The value a technical communicator brings to an enterprise has never been higher
The number of technical writers is on the decline. So says the United States Department of Labor, the government agency that tracks such things. In its place rises the technical communicator.
It only makes sense. Certainly the need for simple, clear technical information has never been greater. The complexity of this information is ever increasing. To satisfy these evolving needs, the skill set of a technical writer falls short. Today’s world demands the skills of a professional technical communicator.
The evolution of the technical communicator. The Department of Labor maintains hundreds of descriptions in their Standard Occupational Classification system. This is how they describe a technical writer:
Write technical materials, such as equipment manuals, appendices, or operating and maintenance instructions. May assist in layout work.
This description is more than 70 years old. Perhaps it accurately described the work of technical writers then — but certainly not now. The work of the technical writer has evolved over the past 30 years.
The task of the technical writer gained in complexity with the advent of the desktop computer and access to software by the masses. This complexity broke open about 10 years ago with the World Wide Web and exploded like the Big Bang in this new millennium as the Web became the indispensable source for information.
A new occupational title was needed: Technical Communicator.
A new description. The Society for Technical Communication (STC), an international organization that is “dedicated to advancing the arts and sciences of technical communication”, submitted this occupational description for a technical communicator:
Develop and design instructional and informational tools needed to assure safe, appropriate, and effective use of science and technology, intellectual property, and manufactured products and services. Combine multi-media knowledge and strong communication skills with technical expertise to educate across the entire spectrum of users’ abilities, technical experience, and visual and auditory capabilities.
Technical communicators are expert in many areas of communication. They ensure that their work meets the needs of their users and of their company; that their work is intricately connected with their company’s overall corporate goals. Technical communicators embrace a wide array of often disparate information, and apply their expertise and knowledge of effective communication methods. Ultimately, they add a tremendous amount of value to a project. In a word, they work strategically.

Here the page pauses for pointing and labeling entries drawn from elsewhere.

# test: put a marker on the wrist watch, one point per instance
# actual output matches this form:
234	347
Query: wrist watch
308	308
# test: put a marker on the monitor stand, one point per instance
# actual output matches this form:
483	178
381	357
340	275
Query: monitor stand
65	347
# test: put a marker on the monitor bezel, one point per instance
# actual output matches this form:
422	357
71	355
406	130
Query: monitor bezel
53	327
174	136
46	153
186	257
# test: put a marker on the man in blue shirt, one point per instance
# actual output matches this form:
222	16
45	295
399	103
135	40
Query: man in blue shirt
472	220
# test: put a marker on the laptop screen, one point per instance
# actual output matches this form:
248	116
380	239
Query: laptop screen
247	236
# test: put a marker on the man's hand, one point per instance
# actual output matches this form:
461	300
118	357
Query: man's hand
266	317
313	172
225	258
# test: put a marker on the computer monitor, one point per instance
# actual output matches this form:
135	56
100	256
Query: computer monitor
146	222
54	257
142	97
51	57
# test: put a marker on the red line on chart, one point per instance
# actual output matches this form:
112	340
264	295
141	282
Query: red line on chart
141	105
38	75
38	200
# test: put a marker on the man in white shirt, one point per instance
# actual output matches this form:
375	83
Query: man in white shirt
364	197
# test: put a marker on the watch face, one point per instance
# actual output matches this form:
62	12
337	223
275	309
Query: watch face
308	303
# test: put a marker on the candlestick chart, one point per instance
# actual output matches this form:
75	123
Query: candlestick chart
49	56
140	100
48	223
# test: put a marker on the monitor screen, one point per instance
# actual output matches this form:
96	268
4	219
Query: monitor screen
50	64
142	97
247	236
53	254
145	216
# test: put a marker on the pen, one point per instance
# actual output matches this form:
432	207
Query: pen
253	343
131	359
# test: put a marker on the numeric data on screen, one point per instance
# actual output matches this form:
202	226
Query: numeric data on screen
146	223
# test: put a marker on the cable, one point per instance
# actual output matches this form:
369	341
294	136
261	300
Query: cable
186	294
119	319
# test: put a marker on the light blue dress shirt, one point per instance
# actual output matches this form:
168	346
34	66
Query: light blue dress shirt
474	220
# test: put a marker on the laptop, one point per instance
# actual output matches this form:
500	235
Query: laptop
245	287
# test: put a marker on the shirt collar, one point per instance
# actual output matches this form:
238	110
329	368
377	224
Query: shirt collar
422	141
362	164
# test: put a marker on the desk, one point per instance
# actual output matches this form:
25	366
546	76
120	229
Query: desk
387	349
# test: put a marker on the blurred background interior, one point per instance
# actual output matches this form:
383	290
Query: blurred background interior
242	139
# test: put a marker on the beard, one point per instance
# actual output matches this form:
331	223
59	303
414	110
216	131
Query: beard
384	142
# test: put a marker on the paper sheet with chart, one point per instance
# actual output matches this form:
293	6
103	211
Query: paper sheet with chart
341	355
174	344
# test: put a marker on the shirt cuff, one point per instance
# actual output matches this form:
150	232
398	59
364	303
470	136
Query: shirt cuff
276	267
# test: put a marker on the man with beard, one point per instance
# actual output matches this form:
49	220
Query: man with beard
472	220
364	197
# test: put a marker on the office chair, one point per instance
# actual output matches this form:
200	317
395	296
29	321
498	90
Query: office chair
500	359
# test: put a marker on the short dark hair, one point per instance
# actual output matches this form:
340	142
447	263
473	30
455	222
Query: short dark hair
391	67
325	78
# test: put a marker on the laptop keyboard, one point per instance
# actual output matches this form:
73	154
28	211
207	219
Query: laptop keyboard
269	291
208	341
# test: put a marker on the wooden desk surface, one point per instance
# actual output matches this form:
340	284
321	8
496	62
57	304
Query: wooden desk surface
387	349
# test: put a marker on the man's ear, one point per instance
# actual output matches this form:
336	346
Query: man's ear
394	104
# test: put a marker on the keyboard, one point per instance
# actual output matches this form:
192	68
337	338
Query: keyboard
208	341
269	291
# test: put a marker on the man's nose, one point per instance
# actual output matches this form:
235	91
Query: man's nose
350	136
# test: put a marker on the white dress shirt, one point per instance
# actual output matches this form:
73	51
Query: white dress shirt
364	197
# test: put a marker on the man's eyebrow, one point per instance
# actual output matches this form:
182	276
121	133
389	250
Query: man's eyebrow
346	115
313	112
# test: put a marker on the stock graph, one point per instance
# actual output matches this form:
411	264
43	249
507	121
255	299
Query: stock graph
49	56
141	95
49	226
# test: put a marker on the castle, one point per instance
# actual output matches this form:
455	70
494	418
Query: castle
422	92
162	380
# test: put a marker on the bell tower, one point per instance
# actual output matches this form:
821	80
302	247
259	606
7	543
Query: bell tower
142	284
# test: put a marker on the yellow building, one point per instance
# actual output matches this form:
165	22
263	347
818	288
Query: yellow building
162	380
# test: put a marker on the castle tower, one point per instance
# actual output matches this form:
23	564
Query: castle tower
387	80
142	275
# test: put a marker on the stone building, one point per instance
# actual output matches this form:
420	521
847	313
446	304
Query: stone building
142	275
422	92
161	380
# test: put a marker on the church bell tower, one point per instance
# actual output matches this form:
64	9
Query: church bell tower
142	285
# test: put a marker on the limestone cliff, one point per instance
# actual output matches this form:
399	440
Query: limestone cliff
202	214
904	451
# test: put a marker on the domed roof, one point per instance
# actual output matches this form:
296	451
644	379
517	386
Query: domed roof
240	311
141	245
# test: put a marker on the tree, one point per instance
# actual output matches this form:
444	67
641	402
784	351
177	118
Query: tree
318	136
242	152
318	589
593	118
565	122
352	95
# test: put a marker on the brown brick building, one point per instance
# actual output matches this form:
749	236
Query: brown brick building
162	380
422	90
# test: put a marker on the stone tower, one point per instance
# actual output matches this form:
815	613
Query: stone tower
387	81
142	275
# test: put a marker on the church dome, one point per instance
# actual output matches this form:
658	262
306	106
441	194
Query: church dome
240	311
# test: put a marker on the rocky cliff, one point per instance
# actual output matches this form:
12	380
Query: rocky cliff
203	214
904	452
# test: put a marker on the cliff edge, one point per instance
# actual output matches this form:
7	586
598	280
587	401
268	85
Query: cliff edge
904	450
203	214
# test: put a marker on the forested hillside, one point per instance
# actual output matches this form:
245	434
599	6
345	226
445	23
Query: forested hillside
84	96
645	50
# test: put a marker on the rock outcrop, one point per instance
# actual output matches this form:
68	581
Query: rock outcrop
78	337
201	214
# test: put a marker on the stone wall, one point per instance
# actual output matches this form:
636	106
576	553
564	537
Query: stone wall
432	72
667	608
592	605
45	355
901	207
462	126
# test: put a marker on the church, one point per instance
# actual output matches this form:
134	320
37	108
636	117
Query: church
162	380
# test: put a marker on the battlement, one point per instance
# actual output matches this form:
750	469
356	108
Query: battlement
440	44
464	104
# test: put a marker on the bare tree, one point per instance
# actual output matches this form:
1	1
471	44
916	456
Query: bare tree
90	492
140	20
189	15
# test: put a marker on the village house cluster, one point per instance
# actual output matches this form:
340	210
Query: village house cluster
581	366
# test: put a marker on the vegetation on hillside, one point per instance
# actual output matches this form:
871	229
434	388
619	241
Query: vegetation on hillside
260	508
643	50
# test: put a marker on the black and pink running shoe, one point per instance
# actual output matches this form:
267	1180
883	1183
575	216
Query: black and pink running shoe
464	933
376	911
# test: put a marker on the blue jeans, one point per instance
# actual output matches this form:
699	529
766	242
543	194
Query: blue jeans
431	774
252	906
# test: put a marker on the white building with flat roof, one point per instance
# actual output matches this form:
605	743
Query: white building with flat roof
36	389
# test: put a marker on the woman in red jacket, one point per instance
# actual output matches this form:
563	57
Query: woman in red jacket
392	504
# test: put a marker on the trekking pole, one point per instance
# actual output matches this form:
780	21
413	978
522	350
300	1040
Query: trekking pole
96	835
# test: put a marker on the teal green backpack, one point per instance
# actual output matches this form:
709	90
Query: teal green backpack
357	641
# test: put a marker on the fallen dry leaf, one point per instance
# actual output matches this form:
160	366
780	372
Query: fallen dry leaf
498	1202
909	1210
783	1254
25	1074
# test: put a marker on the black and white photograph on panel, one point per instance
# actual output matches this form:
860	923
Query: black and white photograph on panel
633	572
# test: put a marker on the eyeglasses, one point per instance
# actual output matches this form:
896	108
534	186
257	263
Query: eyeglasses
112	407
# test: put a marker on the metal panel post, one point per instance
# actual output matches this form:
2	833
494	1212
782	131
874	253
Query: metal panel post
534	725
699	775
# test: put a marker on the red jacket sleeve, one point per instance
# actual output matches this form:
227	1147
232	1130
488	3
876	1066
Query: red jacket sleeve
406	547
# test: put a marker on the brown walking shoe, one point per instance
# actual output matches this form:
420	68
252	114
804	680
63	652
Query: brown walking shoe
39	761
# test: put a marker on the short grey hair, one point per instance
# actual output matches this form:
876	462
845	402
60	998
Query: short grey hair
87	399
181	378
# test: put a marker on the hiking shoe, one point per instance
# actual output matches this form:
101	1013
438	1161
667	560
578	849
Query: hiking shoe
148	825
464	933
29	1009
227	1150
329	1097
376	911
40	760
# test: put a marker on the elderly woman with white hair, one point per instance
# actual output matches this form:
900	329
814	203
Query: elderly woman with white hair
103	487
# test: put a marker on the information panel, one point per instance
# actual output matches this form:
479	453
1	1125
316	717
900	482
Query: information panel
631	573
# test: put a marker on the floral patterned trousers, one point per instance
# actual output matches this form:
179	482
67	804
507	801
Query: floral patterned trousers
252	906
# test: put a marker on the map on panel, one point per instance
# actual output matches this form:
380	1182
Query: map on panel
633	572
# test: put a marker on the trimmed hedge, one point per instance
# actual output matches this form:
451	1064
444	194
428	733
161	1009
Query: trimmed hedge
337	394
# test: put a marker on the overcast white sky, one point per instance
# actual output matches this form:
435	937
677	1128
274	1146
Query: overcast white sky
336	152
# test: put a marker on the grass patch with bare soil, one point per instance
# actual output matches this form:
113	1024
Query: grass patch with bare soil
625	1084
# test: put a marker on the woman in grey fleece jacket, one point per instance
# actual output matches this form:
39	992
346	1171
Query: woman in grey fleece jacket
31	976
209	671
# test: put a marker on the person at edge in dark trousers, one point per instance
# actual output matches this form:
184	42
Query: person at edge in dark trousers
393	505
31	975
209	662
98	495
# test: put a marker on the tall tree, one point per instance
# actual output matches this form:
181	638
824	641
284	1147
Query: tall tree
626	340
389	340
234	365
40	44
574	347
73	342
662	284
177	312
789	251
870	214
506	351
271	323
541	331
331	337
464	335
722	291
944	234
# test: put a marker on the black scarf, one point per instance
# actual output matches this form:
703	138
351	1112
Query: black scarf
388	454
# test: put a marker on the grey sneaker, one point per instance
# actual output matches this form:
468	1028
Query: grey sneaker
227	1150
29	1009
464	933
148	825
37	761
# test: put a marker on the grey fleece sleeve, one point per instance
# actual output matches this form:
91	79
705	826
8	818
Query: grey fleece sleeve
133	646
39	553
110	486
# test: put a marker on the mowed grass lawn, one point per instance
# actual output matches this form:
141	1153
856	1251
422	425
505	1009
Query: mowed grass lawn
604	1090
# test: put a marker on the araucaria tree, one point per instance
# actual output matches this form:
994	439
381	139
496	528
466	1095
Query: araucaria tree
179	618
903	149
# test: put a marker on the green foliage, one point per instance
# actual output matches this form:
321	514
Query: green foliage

A wide and varied array of skills. Technical communicators bring a depth, breadth, and encompassing set of competencies to effectively communicate technical information. They:
- Analyze information at a high-level.
- Understand the range of technical information.
- Possess strong research skills.
- Understand and apply tools and technology.
- Apply standards and facilitate processes.
- Design user interfaces for ease of use.
- Create testing scenarios for products, services, and documentation.
- Design the deliverable format of any communication.
- Thoroughly know the industry.
- Deliver technical communication in various media, including paper, video and film, audio, and the Internet.
- Ensure that products and services are usable by the intended audience.
- Pave a path through the labyrinth of technical intricacies to attain comprehension.
- Identify the needs of their audience, and ensure their audience can act quickly and appropriately.
- Write superbly, using appropriate language, diction, and style.
- Inform, instruct, and persuade through a wide array of communication vehicles including (but certainly not limited to) user guides, online help, functional specifications, policies and procedures, Web sites, scripts, training materials, white papers, marketing and sales materials, reports, proposals, statements of work, wikis, and blogs.
An all-encompassing grasp. Technical communicators know and work with all functional areas in an enterprise. They interact with technical development to understand how a product works, and then interpret this information to explain how to use the product. They interact with marketing to translate arcane technical information into clear language to explain features and benefits that can be used to sell a product.
Technical communicators are often the only people in an organization who know how something works, how to use it, and what benefits it provides: an all-encompassing grasp. They ensure products and services are usable and meet expectations. In the end, technical communicators secure customer satisfaction.